Before I get into this, there are two things you should know about my eating out habits:
- I prefer my food to be authentic
- If I can easily make it at home, then I don’t order it when I am out
Yes, there are exceptions to these rules. I live in the grey.
Let’s break these down.
I’ll work my way backwards starting with number two.
I have not really dabbled in the falafel making business. Well, once I had this giant zucchini and I made a spin-off of a falafel. But that’s another story for a different day. My exception to this rule goes along with the craving concept. Sometimes we just need comfort food. Whether it is a grilled cheese or pasta.
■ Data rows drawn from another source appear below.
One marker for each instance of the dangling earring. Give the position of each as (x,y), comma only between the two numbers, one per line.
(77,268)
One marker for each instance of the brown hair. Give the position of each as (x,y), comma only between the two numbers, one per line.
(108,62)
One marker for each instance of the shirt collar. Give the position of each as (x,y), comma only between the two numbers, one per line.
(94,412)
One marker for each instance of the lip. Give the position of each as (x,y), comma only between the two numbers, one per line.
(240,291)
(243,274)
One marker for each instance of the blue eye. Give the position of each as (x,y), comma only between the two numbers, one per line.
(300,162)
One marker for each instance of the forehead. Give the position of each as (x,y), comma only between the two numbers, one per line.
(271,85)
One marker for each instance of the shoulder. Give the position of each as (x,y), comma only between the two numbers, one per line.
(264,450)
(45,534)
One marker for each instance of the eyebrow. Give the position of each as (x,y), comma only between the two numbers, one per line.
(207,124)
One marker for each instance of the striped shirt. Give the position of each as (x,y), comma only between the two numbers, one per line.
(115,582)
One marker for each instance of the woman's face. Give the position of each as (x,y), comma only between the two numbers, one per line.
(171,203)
Soothing the soul is the utmost priority.
Now, on to number one.
Authentic meaning as close to its original source as possible. Would you order a cheeseburger from a Mexican restaurant? I hope not. You go to a Mexican restaurant for Mexican food. Simple right? I also am a big proponent of supporting cravings, therefore if you went with the intention of a burrito, but when you saw the word cheeseburger it made you salivate, then go for it.
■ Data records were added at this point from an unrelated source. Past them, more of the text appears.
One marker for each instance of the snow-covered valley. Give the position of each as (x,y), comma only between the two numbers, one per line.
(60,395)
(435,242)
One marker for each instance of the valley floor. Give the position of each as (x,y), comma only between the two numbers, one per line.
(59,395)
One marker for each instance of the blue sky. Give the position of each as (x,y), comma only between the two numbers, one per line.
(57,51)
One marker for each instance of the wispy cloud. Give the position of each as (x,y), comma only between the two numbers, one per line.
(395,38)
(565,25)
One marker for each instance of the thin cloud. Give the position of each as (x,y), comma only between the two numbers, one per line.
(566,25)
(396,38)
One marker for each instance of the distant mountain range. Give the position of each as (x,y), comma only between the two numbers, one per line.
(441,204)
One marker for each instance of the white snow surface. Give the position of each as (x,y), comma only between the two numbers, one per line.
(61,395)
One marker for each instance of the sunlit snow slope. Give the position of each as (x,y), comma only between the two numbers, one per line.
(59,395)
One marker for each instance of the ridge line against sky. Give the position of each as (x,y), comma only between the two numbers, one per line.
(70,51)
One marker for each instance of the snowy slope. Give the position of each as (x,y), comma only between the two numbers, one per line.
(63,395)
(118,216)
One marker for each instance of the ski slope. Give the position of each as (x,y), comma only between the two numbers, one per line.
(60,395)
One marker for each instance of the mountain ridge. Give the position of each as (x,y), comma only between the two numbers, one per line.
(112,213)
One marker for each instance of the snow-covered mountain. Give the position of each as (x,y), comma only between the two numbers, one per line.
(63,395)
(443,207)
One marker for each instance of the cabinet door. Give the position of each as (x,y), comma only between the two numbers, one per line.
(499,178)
I’ve had this dilemma multiple times before. For example, I went to Cafe Gratitude and their Indian dish was staring at me. I somehow resisted with the logical reasoning that I would have to eat again and could easily obtain some authentic Indian food to prevent disappointment.
Why I am I telling you all of this?
Because of my number one rule I was holding back from going to Gjusta again for their falafel. Yes, I had it once before but I was hangry so my judgment was clouded.
Conveniently enough dineLA put out “The Best Falafel in L.A.” and Gjusta was on there. The seed was planted and I happened to be heading to Venice on Friday.
Not only, is Gjusta not a traditional Middle Eastern falafel making business, but the falafel is served on a sourdough baguette. No pita. I know, you’re thinking blasphemy like I was.
Gjusta deserves to be on that list. It made me forget all about pita bread. Seriously. Gjusta makes all of their bread in house and it’s divine. But that’s not even the best part. The falafel itself is seasoned to perfection with the just right amount of cilantro. The texture is perfectly crispy with whole garbanzo beans, which you don’t find often. And the most common mistake that can ruin a falafel is dryness. Gjusta did not make this mistake at all.
The tahini with chile adds just the right amount of flavor with fresh cilantro. The spicy factor does not overpower the other essential elements of the falafel creating a beautiful union of goodness.
I think I’m converted. Gjusta may just be my new go to place for my falafel cravings.
What’s your opinion?
Where’s your favorite place to get falafels? Do you have a favorite recipe you make at home?